We have previously blogged about the Supreme Court’s unanimous decision in Army Corps of Engineers v. Hawkes which found that approved jurisdictional determinations (JDs) issued by the Army Corps may be challenged in federal district court under the Administrative Procedure Act.
Following remand from the Supreme Court, the Minnesota federal district court has now ruled on the underling case. In a January 24th order, the district court found that the Corps’ JD was incorrect in determining that the Hawkes’ proposed peat mine contained jurisdictional wetlands. To the contrary, the court found that the relevant factors considered by the Corps did not establish that the wetlands at issue had a “significant nexus” to navigable waters. As a result, the court overturned the Corps’ JD.
Several aspects of the case are noteworthy:
Deference. The Court acknowledged that deference was to be afforded to the Corps but concluded that, on the record, the Corps’ analysis was arbitrary and capricious. This finding was largely based on the fact that the Corps’ own Appellate Review Officer had determined that the administrative record underlying the JD lacked sufficient data to establish a “significant nexus.”

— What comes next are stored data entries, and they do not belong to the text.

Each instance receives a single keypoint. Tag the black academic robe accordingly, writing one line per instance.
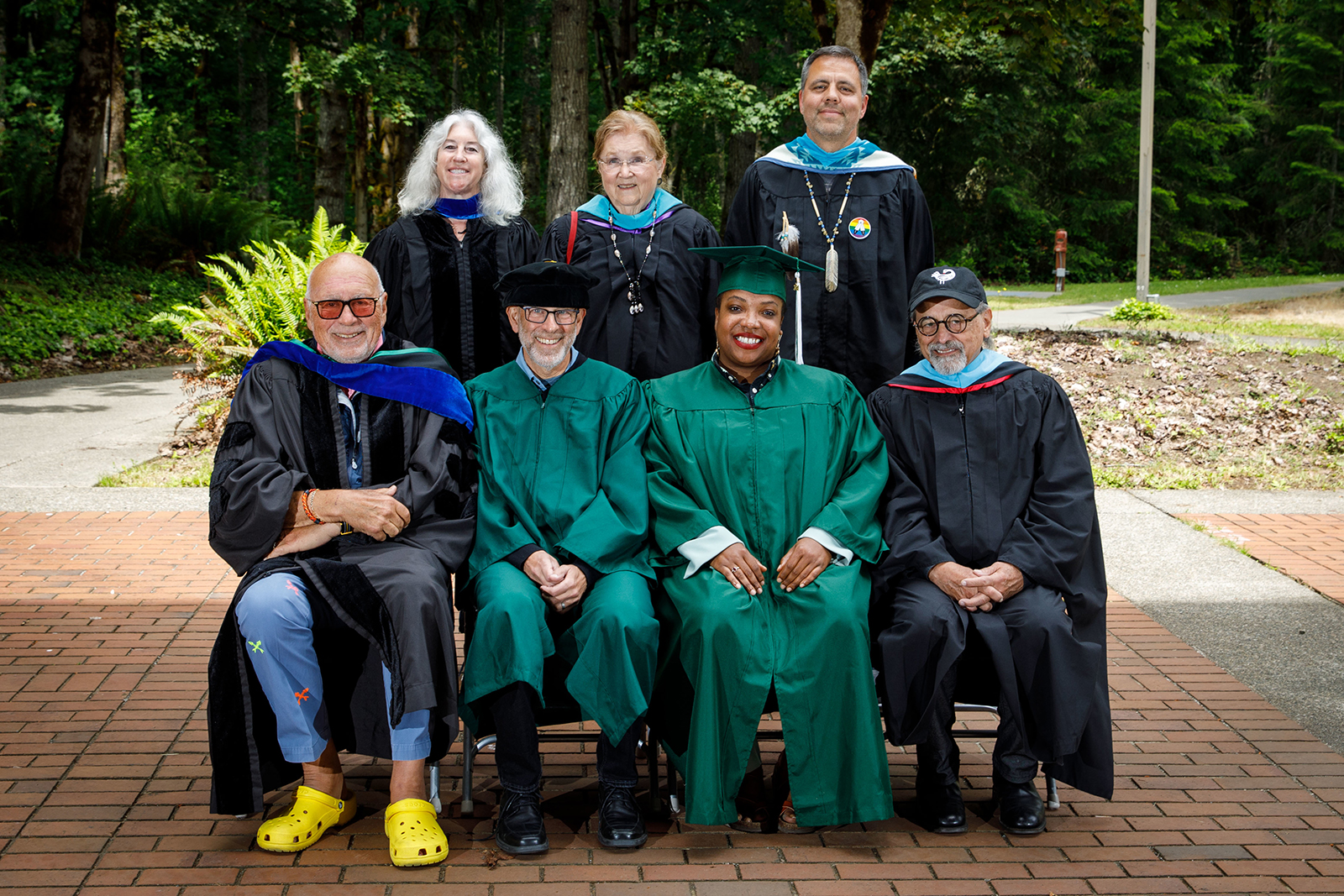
(999, 472)
(441, 291)
(284, 434)
(679, 291)
(864, 328)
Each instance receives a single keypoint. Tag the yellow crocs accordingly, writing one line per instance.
(312, 813)
(413, 833)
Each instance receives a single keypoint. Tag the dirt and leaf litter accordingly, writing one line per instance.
(1159, 411)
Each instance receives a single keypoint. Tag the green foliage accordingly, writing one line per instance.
(1132, 309)
(87, 311)
(1335, 438)
(255, 304)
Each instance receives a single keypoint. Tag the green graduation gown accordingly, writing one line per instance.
(803, 454)
(564, 470)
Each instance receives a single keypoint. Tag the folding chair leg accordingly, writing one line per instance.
(468, 757)
(651, 752)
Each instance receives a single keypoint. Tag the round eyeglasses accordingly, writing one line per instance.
(333, 308)
(564, 316)
(954, 324)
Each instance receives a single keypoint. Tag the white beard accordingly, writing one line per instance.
(948, 364)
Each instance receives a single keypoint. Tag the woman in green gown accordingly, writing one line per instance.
(764, 485)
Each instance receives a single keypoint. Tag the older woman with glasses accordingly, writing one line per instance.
(460, 231)
(652, 311)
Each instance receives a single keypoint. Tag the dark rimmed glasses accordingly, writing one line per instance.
(333, 308)
(564, 316)
(954, 324)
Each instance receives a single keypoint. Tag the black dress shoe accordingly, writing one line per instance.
(1021, 808)
(521, 831)
(942, 808)
(620, 822)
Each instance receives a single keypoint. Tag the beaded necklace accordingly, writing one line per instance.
(632, 291)
(832, 257)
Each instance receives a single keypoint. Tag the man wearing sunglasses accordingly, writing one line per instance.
(561, 559)
(343, 495)
(995, 555)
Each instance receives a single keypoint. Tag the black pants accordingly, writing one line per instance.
(517, 750)
(940, 757)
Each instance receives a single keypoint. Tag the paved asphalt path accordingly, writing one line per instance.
(1065, 316)
(71, 430)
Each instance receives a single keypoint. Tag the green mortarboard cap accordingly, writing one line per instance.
(756, 269)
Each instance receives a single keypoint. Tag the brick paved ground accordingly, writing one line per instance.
(107, 621)
(1308, 547)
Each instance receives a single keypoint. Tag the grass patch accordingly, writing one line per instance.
(65, 317)
(1117, 291)
(1305, 317)
(192, 470)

Remedy. The court found that the Corps should be enjoined from asserting jurisdiction over the wetlands. In doing so, the court overruled the Corps’ position that the proper remedy would be remand to the Corps for further review. The court concluded that “remand is not appropriate because the Corps should not be entitled to yet another bite at the proverbial apple in attempting to provide evidence to support its assertion of CWA jurisdiction.”
A copy of the court’s decision may be found here. With the new administration, it will be interesting to see if the Corps will appeal the decision. We will update the blog as further developments occur.